なぜならば30年近く粉飾決算を繰り返しながらも、林原健元社長は財務については弟に任せきりで粉飾は知らなかった言い、著書の『林原家』では、<不適切な会計処理が林原の損益などに与える影響>と記し、粉飾と言わずに<不適切会計処理>としている点からも窺えるように、企業の経営者としての倫理観がまるでないからだ。
また林原靖元専務は粉飾決算を主導した張本人であるにもかかわらず、返済を続けているから問題はなかったとうそぶく。さらに、責任を取ることもなく、「そんな林原を倒産に追いやったのはメインの中国銀行であり、サブの住友信託銀行である」と、むしろ被害者のような態度を見せており、財務を預かる責任者としての倫理観は無きに等しい。
銀行は不特定多数の顧客から金を預かり、融資先に貸出することで収益を上げている。貸出の原資は預金。貸出先とは信頼関係の上に立って融資が行われる。にもかかわらず、林原健元社長は、こう述べている――『非常に不遜な言葉だが、林原の場合は"借りてあげる"という態度が倒産の直前まで通用した稀有な事例だと思う』。この言葉が象徴するように、預金者の大切な預金を借りていると言う意識は全くない。
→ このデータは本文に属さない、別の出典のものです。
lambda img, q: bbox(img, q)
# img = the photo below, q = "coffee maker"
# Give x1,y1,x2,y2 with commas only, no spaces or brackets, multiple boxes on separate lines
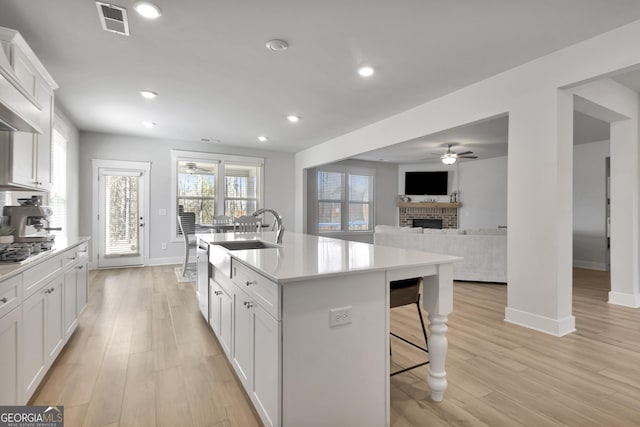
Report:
2,201,56,243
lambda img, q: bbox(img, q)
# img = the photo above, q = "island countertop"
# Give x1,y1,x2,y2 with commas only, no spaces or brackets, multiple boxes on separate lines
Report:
196,231,461,283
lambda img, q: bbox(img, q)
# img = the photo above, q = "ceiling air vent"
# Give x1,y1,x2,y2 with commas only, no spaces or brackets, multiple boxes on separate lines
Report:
96,2,130,36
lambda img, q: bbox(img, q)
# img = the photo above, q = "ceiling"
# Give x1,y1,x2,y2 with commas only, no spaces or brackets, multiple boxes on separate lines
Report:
354,111,611,164
1,1,640,153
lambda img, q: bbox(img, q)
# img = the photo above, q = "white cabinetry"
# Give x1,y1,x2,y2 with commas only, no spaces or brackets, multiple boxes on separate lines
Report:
0,240,89,405
209,277,232,356
22,272,64,402
63,242,88,338
0,27,57,191
230,261,281,427
0,291,22,405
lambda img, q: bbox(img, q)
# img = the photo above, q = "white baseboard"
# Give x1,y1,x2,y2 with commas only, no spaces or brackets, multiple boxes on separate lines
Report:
146,256,183,266
504,307,576,336
573,259,608,271
608,291,640,308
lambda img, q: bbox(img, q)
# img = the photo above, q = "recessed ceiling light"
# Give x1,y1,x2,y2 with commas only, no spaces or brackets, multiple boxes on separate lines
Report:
200,138,221,143
266,39,289,51
142,121,156,128
133,1,162,19
287,115,300,123
140,90,157,99
358,66,375,77
257,136,268,142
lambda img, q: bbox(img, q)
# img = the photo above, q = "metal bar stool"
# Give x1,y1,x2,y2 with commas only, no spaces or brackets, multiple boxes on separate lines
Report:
390,277,429,376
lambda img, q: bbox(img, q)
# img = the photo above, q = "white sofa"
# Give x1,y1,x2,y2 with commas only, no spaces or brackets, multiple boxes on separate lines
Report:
374,225,507,283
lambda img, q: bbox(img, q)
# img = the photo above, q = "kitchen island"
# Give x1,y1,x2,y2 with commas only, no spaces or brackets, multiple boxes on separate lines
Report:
196,231,461,427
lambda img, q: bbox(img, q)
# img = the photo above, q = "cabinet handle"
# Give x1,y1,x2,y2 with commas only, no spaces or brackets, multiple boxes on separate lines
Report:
76,265,83,270
243,301,254,309
0,297,7,303
245,280,256,287
71,256,76,260
214,290,222,296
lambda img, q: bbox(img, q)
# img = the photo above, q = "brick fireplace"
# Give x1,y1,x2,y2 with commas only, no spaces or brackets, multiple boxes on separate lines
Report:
398,202,460,229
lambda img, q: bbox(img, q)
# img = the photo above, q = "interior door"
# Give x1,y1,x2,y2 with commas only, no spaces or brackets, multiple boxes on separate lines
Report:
97,168,146,268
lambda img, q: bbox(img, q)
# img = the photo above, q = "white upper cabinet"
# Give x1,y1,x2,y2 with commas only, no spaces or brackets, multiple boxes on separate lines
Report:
0,27,57,191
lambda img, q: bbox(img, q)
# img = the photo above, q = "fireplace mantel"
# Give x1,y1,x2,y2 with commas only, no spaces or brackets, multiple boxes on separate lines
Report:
398,202,461,208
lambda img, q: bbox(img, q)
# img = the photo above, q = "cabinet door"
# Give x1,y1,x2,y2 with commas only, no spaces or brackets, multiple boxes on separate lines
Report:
63,269,78,338
252,304,281,427
22,288,47,402
0,307,22,405
209,281,221,335
219,288,233,357
35,79,53,191
76,262,88,315
12,46,37,97
45,276,64,365
11,132,37,188
232,287,253,388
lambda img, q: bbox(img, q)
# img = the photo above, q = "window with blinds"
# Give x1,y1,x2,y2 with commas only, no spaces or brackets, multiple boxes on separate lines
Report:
317,169,373,233
49,130,67,237
171,152,263,239
224,164,260,217
177,161,217,230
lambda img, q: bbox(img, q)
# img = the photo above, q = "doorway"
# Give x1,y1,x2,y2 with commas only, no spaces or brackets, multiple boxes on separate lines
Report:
92,160,151,268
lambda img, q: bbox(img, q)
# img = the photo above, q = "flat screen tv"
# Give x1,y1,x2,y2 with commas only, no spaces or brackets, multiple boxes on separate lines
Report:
405,171,448,195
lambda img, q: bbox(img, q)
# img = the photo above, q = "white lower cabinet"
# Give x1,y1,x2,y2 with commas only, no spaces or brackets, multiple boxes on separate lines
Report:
0,240,89,405
208,258,281,427
231,262,281,427
209,277,233,356
232,285,253,388
0,306,22,405
250,300,280,427
22,284,47,401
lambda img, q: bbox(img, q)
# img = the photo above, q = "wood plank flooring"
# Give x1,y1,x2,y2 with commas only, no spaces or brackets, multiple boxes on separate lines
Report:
30,266,640,426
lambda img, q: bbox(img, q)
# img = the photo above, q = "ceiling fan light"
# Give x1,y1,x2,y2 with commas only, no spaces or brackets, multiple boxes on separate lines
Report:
441,156,456,165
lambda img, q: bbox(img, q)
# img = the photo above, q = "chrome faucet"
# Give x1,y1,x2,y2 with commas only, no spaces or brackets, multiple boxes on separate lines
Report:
253,208,285,244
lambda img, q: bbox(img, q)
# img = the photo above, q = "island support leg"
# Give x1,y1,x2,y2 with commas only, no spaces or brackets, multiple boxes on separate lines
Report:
422,263,454,402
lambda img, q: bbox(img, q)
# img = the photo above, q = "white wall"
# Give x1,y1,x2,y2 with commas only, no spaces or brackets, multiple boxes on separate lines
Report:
399,157,508,230
79,132,295,264
306,159,398,243
573,140,610,270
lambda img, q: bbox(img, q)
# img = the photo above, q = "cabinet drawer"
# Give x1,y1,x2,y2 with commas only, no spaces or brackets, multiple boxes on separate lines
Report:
0,274,22,319
62,243,88,269
232,261,280,320
23,254,62,300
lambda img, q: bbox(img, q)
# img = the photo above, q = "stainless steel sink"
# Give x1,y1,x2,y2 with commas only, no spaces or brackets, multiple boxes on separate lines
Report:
213,240,281,251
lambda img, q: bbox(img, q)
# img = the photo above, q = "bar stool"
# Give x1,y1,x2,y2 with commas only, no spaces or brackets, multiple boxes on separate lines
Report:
390,277,429,376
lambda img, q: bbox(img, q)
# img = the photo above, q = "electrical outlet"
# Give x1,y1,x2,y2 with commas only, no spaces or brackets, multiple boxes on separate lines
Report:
159,208,167,216
161,243,167,250
329,306,352,327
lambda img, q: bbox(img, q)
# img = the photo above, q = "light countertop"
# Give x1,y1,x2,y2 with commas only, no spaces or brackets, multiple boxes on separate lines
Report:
197,231,462,283
0,237,90,281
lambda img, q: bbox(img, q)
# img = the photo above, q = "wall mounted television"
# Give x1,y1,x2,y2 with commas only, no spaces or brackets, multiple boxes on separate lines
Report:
404,171,448,195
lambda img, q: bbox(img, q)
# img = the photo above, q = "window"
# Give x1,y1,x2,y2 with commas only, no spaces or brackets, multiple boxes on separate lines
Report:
177,161,218,224
49,130,67,237
224,164,260,217
171,151,264,240
317,169,374,233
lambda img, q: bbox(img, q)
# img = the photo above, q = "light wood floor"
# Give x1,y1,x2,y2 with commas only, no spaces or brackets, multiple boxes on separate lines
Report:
31,267,640,426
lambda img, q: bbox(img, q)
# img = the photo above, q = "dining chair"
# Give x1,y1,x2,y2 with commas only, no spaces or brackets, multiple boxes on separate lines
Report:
177,212,198,277
234,215,261,232
389,277,429,376
212,215,234,232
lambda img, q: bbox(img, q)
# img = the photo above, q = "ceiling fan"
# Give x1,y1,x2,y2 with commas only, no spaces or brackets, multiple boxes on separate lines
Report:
430,144,478,165
183,162,214,174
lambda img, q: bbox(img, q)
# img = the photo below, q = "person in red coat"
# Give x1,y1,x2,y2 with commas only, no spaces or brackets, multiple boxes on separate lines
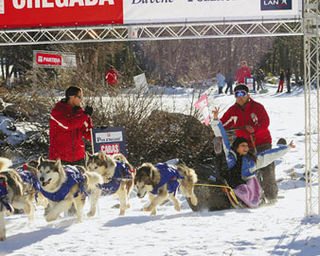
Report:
235,61,252,84
105,67,118,86
219,84,277,202
49,86,93,165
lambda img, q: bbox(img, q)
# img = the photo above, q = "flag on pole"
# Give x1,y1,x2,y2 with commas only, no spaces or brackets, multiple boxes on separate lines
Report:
194,94,211,126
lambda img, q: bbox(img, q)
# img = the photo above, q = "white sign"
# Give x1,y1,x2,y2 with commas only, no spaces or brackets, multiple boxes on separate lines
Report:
0,0,4,14
134,73,148,90
95,131,123,143
124,0,302,24
62,54,77,68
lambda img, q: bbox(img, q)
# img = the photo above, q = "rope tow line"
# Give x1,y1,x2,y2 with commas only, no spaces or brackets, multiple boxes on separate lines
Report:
194,183,241,207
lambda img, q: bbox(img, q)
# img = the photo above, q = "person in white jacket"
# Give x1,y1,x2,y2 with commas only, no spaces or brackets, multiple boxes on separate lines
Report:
211,107,295,208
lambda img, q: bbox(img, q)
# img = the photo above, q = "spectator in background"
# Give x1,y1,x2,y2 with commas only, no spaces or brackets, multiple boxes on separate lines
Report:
105,66,119,87
216,70,225,94
277,70,285,93
49,86,93,166
225,69,234,95
255,69,265,91
285,69,291,93
235,61,252,85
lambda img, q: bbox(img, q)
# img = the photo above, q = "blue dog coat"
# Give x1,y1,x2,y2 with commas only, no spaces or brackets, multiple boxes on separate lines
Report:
98,162,132,195
40,165,86,202
151,163,184,195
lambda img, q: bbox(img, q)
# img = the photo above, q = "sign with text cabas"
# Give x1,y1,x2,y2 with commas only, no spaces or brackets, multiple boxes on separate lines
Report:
33,50,77,68
91,127,127,156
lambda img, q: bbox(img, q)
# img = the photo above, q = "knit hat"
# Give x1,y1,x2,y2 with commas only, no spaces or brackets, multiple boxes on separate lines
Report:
234,84,249,93
231,137,249,150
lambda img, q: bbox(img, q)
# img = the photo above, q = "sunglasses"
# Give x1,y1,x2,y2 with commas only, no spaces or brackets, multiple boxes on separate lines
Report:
235,90,247,98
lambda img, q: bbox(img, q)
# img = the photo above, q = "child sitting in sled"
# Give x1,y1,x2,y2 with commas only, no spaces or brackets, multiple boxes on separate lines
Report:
211,107,295,208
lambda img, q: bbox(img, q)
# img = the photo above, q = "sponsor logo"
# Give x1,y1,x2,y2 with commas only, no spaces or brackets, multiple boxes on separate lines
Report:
131,0,173,4
0,0,4,14
187,0,235,2
96,131,123,143
12,0,114,9
36,53,62,66
261,0,292,10
100,143,120,155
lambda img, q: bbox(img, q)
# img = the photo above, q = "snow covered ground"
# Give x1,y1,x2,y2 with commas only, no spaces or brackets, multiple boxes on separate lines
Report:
1,84,320,256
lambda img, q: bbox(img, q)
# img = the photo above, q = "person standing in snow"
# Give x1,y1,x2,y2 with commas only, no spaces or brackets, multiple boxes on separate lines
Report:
49,86,93,166
277,70,285,93
105,66,118,87
225,69,234,95
219,84,278,202
216,70,225,94
255,69,265,91
235,61,252,85
285,69,291,93
211,107,295,208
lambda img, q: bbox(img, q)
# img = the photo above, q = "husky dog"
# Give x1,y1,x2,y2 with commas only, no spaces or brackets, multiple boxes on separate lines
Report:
15,162,48,209
0,157,37,241
37,157,102,222
86,152,135,215
135,161,198,215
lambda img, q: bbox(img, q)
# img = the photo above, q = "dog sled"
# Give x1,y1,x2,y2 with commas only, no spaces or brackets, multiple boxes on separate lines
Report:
186,135,244,211
186,163,242,211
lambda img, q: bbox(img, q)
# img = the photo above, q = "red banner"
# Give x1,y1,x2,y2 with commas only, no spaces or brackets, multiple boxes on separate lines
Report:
35,52,62,66
0,0,123,29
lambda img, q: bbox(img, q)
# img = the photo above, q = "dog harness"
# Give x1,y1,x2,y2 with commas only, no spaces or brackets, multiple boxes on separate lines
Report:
0,176,13,212
40,165,87,202
98,162,132,195
16,165,41,191
151,163,184,195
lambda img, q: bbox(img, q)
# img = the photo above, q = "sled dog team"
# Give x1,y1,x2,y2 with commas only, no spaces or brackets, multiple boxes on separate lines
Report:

日本国内には非上場・同族経営の会社が数多くある。殆どの経営者は銀行との信頼関係を築きながら地道な経営を続けている。しかし、林原兄弟は名門のバイオ企業という立場に胡座をかき、粉飾によって健全経営を装うなど、すべて自分達を守る道具として林原という企業を利用した。「天才ペテン師」と言っても過言ではないのかもしれない。